Vom Arztdasein in Amerika
Eine verbesserte Diagnose des Bluthochdruckes
Dienstag, 20. März 2012
Für einen Internisten ist der Hypertonus eine
wichtige und ernstzunehmende Erkrankung: Er verursacht eine sehr hohe Zahl
kardiovaskulärer Erkrankungen und bedingt z.B. Kardiomyopathien und
Niereninsuffizienzen in erschreckend hoher Zahl. Der Kampf gegen erhoehte
Blutdruckzahlen wird manchmal von Nichtinternisten als virtueller Kampf gegen „irgendwelche
Zahlen“ belächelt, ist aber in Wirklichkeit viel mehr, nämlich die Prävention
gravierender Krankheitsbilder.
Daher gibt es unzählige Publikationen und Leitlinien
zu diesem Thema, eines der bekannteren ist in den USA der „siebte Bericht des
gemeinsamen nationalen Ausschusses zur Prävention, Diagnose und Behandlung des
hohen Blutdruckes“ (http://www.nhlbi.nih.gov/guidelines/hypertension/jnc7full.pdf). In diesem wird die Diagnose des Hypertonus folgendermaßen
festgelegt: Zweimal hintereinander gemessene Blutdruckerhöhung (≥140/90) an
jeweils zwei verschiedenen Praxisbesuchen. Fuer unsere Praxis war diese
Definition die maßgebliche, auch wenn es natürlich noch andere Möglichkeiten
und Leitlinienvorschläge gibt, wie eine Hypertonusdiagnose festgestellt wird.

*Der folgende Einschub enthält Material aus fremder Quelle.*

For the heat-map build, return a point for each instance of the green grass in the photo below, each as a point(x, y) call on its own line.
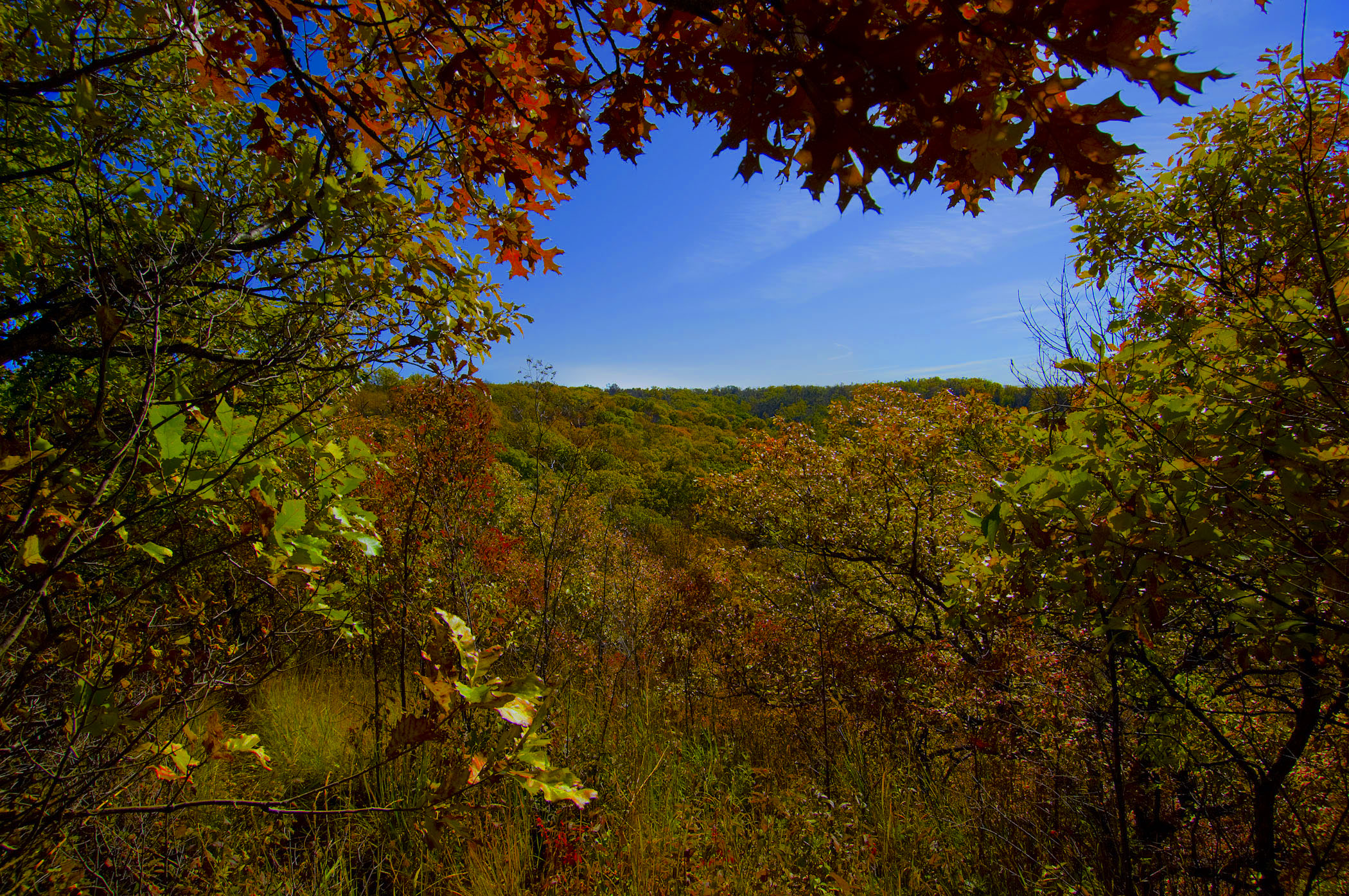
point(730, 802)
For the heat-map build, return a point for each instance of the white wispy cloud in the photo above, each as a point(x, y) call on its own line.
point(847, 353)
point(993, 317)
point(937, 242)
point(764, 225)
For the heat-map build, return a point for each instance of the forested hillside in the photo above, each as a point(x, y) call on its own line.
point(290, 602)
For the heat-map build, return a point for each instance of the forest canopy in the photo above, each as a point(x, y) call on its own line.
point(278, 619)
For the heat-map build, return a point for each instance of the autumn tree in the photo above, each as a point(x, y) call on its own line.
point(1186, 528)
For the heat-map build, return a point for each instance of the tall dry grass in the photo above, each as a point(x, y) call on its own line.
point(726, 799)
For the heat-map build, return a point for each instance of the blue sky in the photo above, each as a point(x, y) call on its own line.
point(675, 273)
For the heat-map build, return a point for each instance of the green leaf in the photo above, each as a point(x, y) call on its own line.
point(1077, 366)
point(289, 518)
point(31, 552)
point(155, 551)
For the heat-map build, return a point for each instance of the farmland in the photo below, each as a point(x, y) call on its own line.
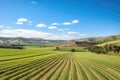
point(35, 63)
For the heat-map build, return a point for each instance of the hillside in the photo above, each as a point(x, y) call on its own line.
point(28, 41)
point(100, 39)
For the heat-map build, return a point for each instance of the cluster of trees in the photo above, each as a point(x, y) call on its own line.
point(105, 49)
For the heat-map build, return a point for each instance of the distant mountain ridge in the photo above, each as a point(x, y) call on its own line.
point(28, 41)
point(100, 39)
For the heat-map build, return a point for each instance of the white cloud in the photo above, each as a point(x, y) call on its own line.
point(63, 29)
point(55, 24)
point(30, 22)
point(73, 32)
point(76, 33)
point(21, 21)
point(75, 21)
point(67, 23)
point(35, 34)
point(41, 25)
point(1, 26)
point(52, 27)
point(23, 33)
point(33, 2)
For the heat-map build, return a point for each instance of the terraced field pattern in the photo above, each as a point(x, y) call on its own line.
point(34, 63)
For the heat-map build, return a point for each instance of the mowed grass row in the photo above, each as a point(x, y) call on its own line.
point(58, 65)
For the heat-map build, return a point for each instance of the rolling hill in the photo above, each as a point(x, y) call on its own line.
point(28, 41)
point(100, 39)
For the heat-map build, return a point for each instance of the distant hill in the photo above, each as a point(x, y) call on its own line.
point(28, 41)
point(100, 39)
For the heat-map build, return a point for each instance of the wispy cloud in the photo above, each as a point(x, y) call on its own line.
point(1, 26)
point(41, 25)
point(70, 23)
point(73, 32)
point(34, 34)
point(75, 21)
point(23, 33)
point(64, 29)
point(52, 27)
point(33, 2)
point(20, 21)
point(30, 22)
point(55, 24)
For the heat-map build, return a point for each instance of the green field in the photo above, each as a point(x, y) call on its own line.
point(110, 42)
point(35, 63)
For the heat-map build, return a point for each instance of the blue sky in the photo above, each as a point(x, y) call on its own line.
point(59, 19)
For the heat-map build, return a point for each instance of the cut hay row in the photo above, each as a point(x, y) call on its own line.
point(60, 66)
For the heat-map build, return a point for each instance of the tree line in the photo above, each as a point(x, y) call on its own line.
point(105, 49)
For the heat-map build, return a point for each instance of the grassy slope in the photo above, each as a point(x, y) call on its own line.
point(81, 65)
point(111, 42)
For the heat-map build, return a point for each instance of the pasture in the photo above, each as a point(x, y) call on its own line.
point(35, 63)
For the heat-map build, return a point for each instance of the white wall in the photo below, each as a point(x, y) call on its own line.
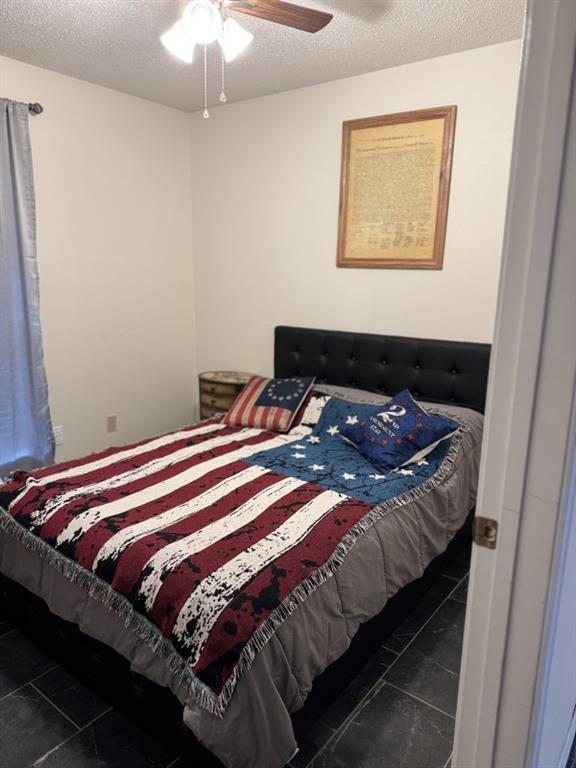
point(114, 247)
point(265, 211)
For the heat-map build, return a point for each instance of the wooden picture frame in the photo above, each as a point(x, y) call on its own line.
point(394, 188)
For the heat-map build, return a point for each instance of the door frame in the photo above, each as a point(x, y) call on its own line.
point(526, 439)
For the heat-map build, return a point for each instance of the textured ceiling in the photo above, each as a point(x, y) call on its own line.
point(115, 43)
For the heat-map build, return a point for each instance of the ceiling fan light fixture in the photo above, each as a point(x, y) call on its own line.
point(201, 21)
point(234, 39)
point(178, 43)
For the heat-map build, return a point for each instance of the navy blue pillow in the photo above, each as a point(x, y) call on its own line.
point(390, 435)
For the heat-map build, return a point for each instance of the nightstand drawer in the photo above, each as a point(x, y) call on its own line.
point(218, 402)
point(212, 389)
point(218, 390)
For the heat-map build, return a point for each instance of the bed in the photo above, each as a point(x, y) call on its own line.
point(251, 726)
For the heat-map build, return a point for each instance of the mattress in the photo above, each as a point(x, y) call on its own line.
point(255, 729)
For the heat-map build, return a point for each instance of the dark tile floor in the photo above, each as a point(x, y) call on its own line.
point(397, 711)
point(572, 758)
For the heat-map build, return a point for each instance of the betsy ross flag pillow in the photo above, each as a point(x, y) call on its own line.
point(268, 403)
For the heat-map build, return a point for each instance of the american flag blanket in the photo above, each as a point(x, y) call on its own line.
point(200, 539)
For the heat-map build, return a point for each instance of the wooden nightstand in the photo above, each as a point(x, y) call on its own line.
point(219, 389)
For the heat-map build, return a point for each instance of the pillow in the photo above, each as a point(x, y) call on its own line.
point(268, 403)
point(390, 435)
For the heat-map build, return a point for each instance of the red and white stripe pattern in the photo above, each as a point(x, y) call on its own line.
point(205, 546)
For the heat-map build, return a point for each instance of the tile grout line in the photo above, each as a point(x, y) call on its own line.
point(56, 707)
point(381, 682)
point(448, 597)
point(29, 682)
point(428, 620)
point(422, 701)
point(39, 760)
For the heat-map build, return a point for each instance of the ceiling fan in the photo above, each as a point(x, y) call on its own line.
point(280, 12)
point(204, 21)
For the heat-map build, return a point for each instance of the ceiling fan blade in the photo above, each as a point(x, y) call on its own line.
point(280, 12)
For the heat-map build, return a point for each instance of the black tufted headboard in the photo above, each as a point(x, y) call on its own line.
point(453, 372)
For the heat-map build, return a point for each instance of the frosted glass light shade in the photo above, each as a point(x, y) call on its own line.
point(234, 39)
point(202, 21)
point(178, 43)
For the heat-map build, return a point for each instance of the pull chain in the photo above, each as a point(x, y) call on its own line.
point(223, 98)
point(206, 114)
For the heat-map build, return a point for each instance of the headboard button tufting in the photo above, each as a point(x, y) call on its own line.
point(449, 371)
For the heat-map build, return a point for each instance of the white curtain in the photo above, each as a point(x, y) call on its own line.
point(26, 437)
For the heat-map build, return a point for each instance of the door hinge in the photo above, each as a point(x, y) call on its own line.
point(485, 532)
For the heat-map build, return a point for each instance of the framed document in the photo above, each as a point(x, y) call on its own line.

Für einen Internisten des 21. Jahrhunderts, einem
Jahrhundert höchster apparativer Diagnostik, erscheint solch eine Diagnose
etwas grob und schwerfällig: Nur wenige Blutdruckmessungen sollen darüber
entscheiden, ob jemand nun einen Hypertonus hat und zumeist lebenslänglich
diverse Medikamente einnehmen soll. Da es neben dem regulaeren Hypertonus auch
noch mannigfaltige Schattierungen eines Bluthochdruckes gibt wie z.B. nächtlicher
Hypertonus oder Praxishypertonus bzw. Weißkittelsyndrom, suchten wir
Internisten an unserem Lehrkrankenhaus nach Alternativen und Ergänzungen der
Diagnose.
Wir führten eine neue Diagnostik ein: Die ambulante
24-Stundenblutdruckmessung. Wir haben acht solcher Blutdruckgeräte gekauft und
verschreiben unseren Patienten nun ambulante Blutdruckmanschetten, die sie 24
Stunden zu tragen haben; manche von uns wie z.B. ich haben das ebenfalls
erprobt. Die Manschette bläst sich alle 20 Minuten – nachts alle 30 Minuten –
automatisch auf und speichert dann die Blutdruckwerte. Am nächsten Tag werden
diese dann vom verschreibenden Arzt ausgewertet und in einem Folgetermin
besprochen.
Es zeigen sich überraschende Ergebnisse: Viele
Patienten, die einen vermeintlichen Hypertonus hatten, hatten plötzlich normale
Blutdruckwerte und nur im Rahmen des Praxisbesuches erhöhte Werte – ein
Weißkittelsyndrom eben. Andere Patienten mit vermeintlich normalem Blutdruck haben
dafür überraschenderweise nachts erhöhte Blutdruckwerte – was eine
gesteigerte Morbidität bedeutet. In einer großen Zahl an Fällen hatten diese
Messungen also therapeutische Konsequenzen.
Als Folge dieser veränderten Diagnostik haben wir
für unser Krankenhaus und Praxis neue Leitlinien entwickelt. So geht der Kampf
gegen den hohen Blutdruck und damit kardiovaskulaere Erkrankungen weiter, mit
etwas verbesserten und technologisierten Mitteln unsererseits.